The Polish cluster and the unusual bets

The geographic pattern in this sector is striking once you look at it. Norway and Germany lead on sensing and submarine technology, built on decades of Arctic and North Sea exposure and a deep acoustics heritage. Poland, Estonia, Latvia and Finland lead on the autonomous vehicle layer, with shorter histories but direct frontline exposure to the Russian shadow fleet. France sits in the middle with its large primes, and the UK brings composite hulls and hybrid surface-subsurface platforms that no other country is pursuing at scale. None of this is official policy. It matches where the engineering talent sits and where the threat is most acutely felt.

Poland is the specific surprise. We track seven Polish companies with a naval or maritime focus, more than any country except Germany, and almost nobody outside the industry talks about Polish defence beyond tanks. SR Robotics in Katowice raised €8.4 million in July 2025 from the Vinci Fund managed by the BGK Group, earmarked for production scale-up and a Robot-as-a-Service fleet targeting unexploded ordnance detection and critical underwater infrastructure protection. Blue Armada Robotics in Gdansk, founded in 2021 with between 11 and 50 employees, is the only Polish company in NATO DIANA's 2025 marine security cohort, developing hybrid-electric vessels capable of two-week autonomous missions. Enamor in Gdynia, a Gdynia Maritime University spin-off with NATO SECRET clearance, keeps 98 specialists working on navigation, communication and automation systems for the Polish Navy. Gdynia has been a serious maritime engineering town since the 1920s, and the cluster is the Baltic Sea threat layered on top of that inheritance.

The more unusual bets sit around the edges. SEATOM Technologies in Porvoo, Finland, is developing micro-nuclear reactor systems for marine and seabed operations under a programme called OCEAN-SMR, and it has been selected for NATO DIANA's Operations in Extreme Environments cohort. A startup building small nuclear reactors for AUV and seabed power is the kind of thing that either fails completely or changes the economics of long-endurance undersea operations. SUBmerge Baltic in Riga, founded in 2022, took its PIKE AUV to DSEI 2025 with a 150 kilometre range, a 500 metre depth rating and a 20 kilogram payload. Stickleback Robotics in Tallinn, founded in 2025 and with fewer than ten people, is already talking about its Morpheus and Neo platforms carrying 180 kilogram payloads in sea state 4 conditions with swarm coordination. Baltic Workboats on the Estonian island of Saaremaa has delivered more than 200 patrol vessels to over 20 countries and now integrates remote weapon stations on its Navy 45 WP platform.

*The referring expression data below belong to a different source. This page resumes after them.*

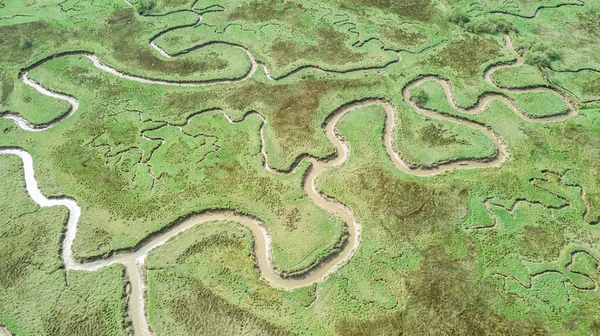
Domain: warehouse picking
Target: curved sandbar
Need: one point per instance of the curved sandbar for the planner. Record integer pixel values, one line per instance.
(134, 260)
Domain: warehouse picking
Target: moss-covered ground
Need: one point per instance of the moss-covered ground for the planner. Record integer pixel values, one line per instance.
(511, 249)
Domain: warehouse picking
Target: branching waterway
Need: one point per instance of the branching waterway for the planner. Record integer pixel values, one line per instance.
(320, 270)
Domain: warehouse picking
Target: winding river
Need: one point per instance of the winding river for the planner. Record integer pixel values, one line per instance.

The full list, mapped by country and industry, sits on our company directory.

Three years ago, this sector moved at the pace of a shipyard. Today it moves at the pace of a seed-stage hardware startup with government customers waiting for prototypes to hit the water. For engineers who like acoustic comms in turbid environments, autonomy in zero-visibility conditions and long-endurance power for platforms that cannot surface, the opportunity set has never been wider or more interesting. The harder question sits on the operator side. European navies assumed the seabed was safe for most of the post-Cold War period, and the doctrine, procurement timelines and training pipelines built on that assumption are not yet ready to absorb what these companies are producing. Baltic Sentry is the start of the adjustment. Whether the navies can integrate AUVs, USVs, magneto-inductive comms and dark-ship satellite detection into a single operational picture fast enough to keep up with the cables being cut is the question the rest of the decade will answer.